US 2006/0042463 A1 describes a process and a method for the removal of acid components in a flow of natural gas by using a two-stage membrane separation process. The crude gas is cooled and pretreated before it is brought into contact with a membrane separation unit. Permeate from this unit is cooled then compressed, led through a filter separator, to enter the second membrane separation stage. Permeate from this stage is cooled before being led to a micro turbine generator.
CO2 has been used for decades to flood oil reservoirs since this can improve the recovery of hydrocarbons from the reservoir. All current applications of this technology in an industrial scale are performed on onshore fields. In the recent years, however, this technology was increasingly considered for use in offshore oil fields due to the desire to extract additional oil resources. This method also provides for the simultaneous storage of CO2 in the oil reservoirs and therefore contributes to the abatement of greenhouse gases.
When CO2 or hydrocarbon gases are used to flood oil reservoirs, this is mainly arranged by the intermittent injection of the gas and water in an operation called Water Alternating Gas or “WAG”. Another way to flood such a reservoir is by the simultaneous injection of the fluids. In this case, the operation is called “SWAG”.
A major constraint to applying CO2 flooding in offshore oil reservoirs is, however, the handling of the well stream that results from the flooding. A part of the CO2 gas will follow the production of hydrocarbons and water and lead to rapidly increasing amounts and concentrations of CO2 which will reach the well stream separation equipment on the offshore production facility. These facilities may not have been designed for treating such flow conditions. Very high modification costs may thus be needed to accommodate the facility with new treatment capacity. As noted above, the equipment needed for CO2 separation by conventional methods is generally significant and with little spare weight and space on offshore facilities, the commercial use of offshore CO2 flooding has to date not been sanctioned in commercial projects.

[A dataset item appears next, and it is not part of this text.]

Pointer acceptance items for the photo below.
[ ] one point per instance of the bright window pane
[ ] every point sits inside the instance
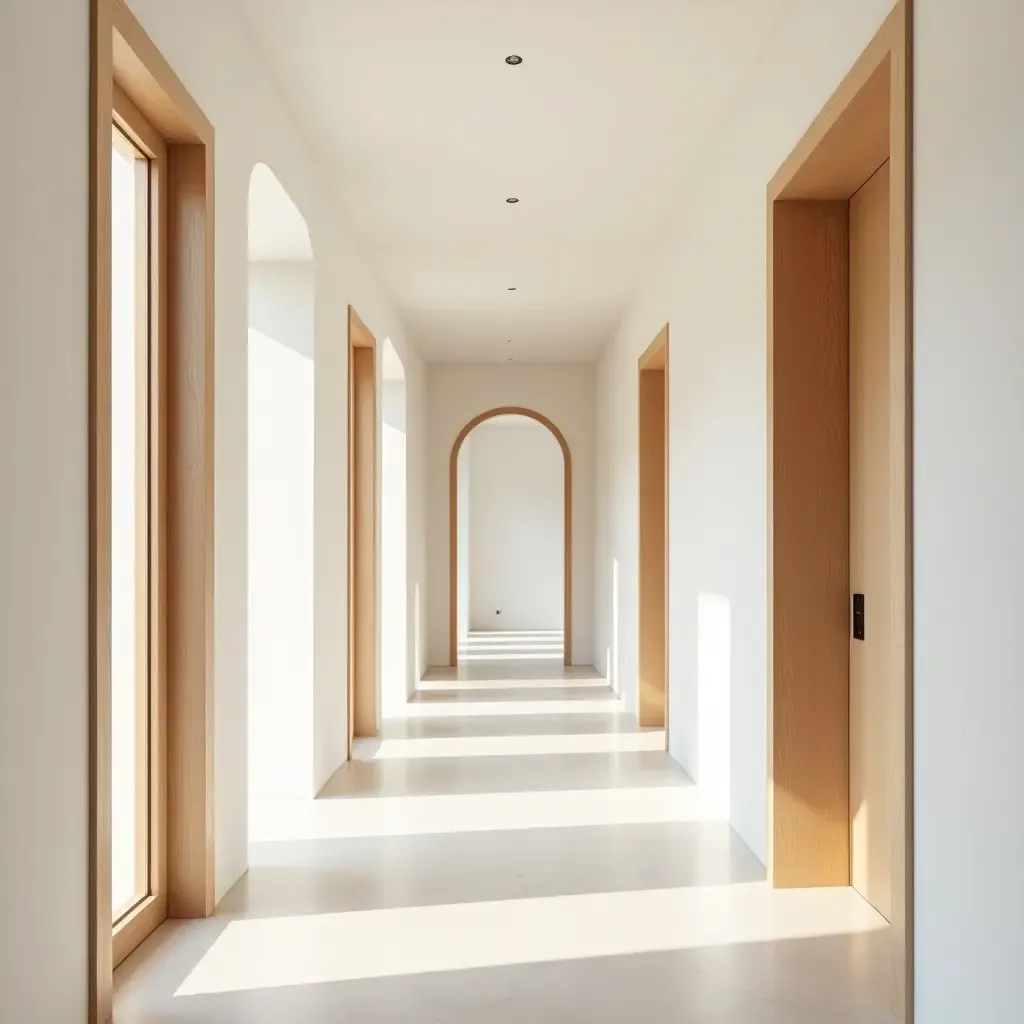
(129, 529)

Moreover, when CO2 or hydrocarbon gases are mixed with or contact water, as in WAG or SWAG operations, great attention must be paid to the mixing or contacting conditions to avoid the formation of hydrates. This typically occurs in the temperature range of 15-20° C., depending on the pressure. These temperatures may be reached when transporting CO2 in underwater pipelines unless these are insulated or heated. When such a risk for hydrate formation exists, valves are usually arranged to avoid the two fluids coming into contact with each other through leaking valves. Antifreeze chemicals such as MEG or methanol are used as a buffer between water and hydrocarbon gas/CO2 in an over-pressurized barrier so that a potential leakage is routed from the MEG/methanol to the water/gas side.